Amed, Erokspor ya da Ankaraspor maçlarından biri kazanılmış olsaydı, Tarsus beraberliği tolere edilebilirdi. Ama, “üçte sıfır” çekmek, hem teknik direktör Mert Nobre’nin, hem de zirve yarışında takımın kredisini tüketti. Haliyle de, normal şartlarda iyi sayılabilecek beraberliğin kabul edilebilir bir tarafı kalmadı.
Maçın kadroları açıklandığında, ilk on birde ciddi bir rotasyon gördük. Bu bile, Nobre’nin “son maçı olabileceği” mesajını net bir şekilde aldığının göstergesi olarak değerlendirilebilir. Ama Ali Akkuş yerine Ferhat’ı kulübeye çekmesi daha makul olabilirdi.
Maç öncesindeki öngörüm, “beraberlik”ti. 11.dakikada Atakan Akkaynak’ın yaklaşık 35 metreden attığı gol, bir anda Çorum FK’ya skor üstünlüğü kazandırdı. Ancak, genelde olduğu gibi, umut vadetmeyen bir oyun vardı yine sahada.
Devrenin uzatmalarında penaltıdan yenilen golle skora denge gelirken, çok ucuz bir penaltı oldu. Aynı pozisyon Tarsus’un ceza sahasında olsaydı, hakem yine beyaz noktayı gösterebilir miydi? Sanmıyorum.
Topun ağzında olan iki teknik adamın da ikinci yarıda yaptıkları oyuncu değişiklikleri skor üstünlüğü getirmedi. Özellikle, Mert Nobre resmen saçmaladı. Sezon başından beri takımın hücumdaki en etkili ismi olan Erkan Kaş’ı oyundan alması, bu takımın hocası olmadığının resmidir. Enes gibi ne zaman, ne yapacağı belli olmayan, şut da atabilen bir oyuncu varken, sakatlıktan yeni çıkan Suat’ı tercih etmesi de yanlış bir karardı. Suat’ı oyuna alıyorsan da, Enes de girmeliydi. Ha, Enes çok mu formda? Değil. Ama, “bir umut” işte. Belki oynayacağı tutardı.

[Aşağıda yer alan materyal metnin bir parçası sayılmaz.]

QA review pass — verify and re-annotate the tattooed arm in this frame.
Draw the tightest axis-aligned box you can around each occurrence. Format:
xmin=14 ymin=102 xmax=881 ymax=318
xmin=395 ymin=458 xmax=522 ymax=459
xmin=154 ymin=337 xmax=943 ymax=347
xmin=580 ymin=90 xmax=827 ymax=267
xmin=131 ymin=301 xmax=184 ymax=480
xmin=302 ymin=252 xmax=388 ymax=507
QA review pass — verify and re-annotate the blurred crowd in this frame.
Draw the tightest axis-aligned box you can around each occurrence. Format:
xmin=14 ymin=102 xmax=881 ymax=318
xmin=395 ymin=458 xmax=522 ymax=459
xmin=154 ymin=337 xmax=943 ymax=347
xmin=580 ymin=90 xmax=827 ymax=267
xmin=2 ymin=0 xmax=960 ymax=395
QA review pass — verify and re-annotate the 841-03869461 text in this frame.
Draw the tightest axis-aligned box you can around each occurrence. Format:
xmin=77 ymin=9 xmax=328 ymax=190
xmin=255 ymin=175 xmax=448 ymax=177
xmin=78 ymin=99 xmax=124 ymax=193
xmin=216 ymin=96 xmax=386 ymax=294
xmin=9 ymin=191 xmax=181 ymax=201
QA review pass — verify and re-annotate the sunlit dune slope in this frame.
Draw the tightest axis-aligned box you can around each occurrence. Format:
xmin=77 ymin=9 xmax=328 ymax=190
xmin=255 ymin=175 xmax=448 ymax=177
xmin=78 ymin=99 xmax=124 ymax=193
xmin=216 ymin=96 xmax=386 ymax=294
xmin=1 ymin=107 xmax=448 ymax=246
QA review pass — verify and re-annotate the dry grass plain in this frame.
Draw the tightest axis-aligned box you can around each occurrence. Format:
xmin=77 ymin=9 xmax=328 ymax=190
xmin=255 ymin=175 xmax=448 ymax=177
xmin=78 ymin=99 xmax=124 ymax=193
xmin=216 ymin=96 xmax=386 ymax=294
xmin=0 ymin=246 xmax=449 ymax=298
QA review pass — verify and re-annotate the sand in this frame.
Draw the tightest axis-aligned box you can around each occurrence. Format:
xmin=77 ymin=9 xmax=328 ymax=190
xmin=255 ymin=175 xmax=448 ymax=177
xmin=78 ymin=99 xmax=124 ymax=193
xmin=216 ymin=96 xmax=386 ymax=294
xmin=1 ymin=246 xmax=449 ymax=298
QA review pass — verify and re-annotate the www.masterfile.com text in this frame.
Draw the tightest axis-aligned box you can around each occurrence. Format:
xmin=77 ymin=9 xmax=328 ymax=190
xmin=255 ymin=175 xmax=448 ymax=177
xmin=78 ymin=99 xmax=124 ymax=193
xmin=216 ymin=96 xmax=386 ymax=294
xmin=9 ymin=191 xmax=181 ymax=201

Sonuç itibariyle, öncesinde beraberliğin ağır bastığı maç 1-1 bitti. Ama sonuç iki takıma da yaramadı. Çorum FK’ya yarayan tek tarafı, Mert Nobre’nin gidiş bileti olmasıydı. Çünkü, Nobre ile olmayacağı en başından beri belliydi ve biz bunu defalarca dile getirdik. “Zararın neresinden dönülürse kardır” deyip, bundan sonrasına bakmak lazım.
Mert Nobre, çok rahat görünümlü bir karaktere sahip. Haliyle, o rahat olunca, oyuncu da rahat oluyor ve ortaya laçka görünümlü bir tablo çıkıyor. Alt ligler bu kadar rahatlığı kaldırmaz. Yeni teknik direktör profilinin kesinlikle otoriter olması şart. Birçok isim yazılıyor, çiziliyor, konuşuluyor. Mesut Bakkal ismi de bunlardan biri. Bence, biçilmiş kaftan olur.
Aradaki puan farkı kapanmayacak bir fark değil. Yeter ki, teknik direktör tercihinde hata yapılmasın. Ufak bir dokunuşla bile bu takım şampiyonluğun hala en büyük adayıdır.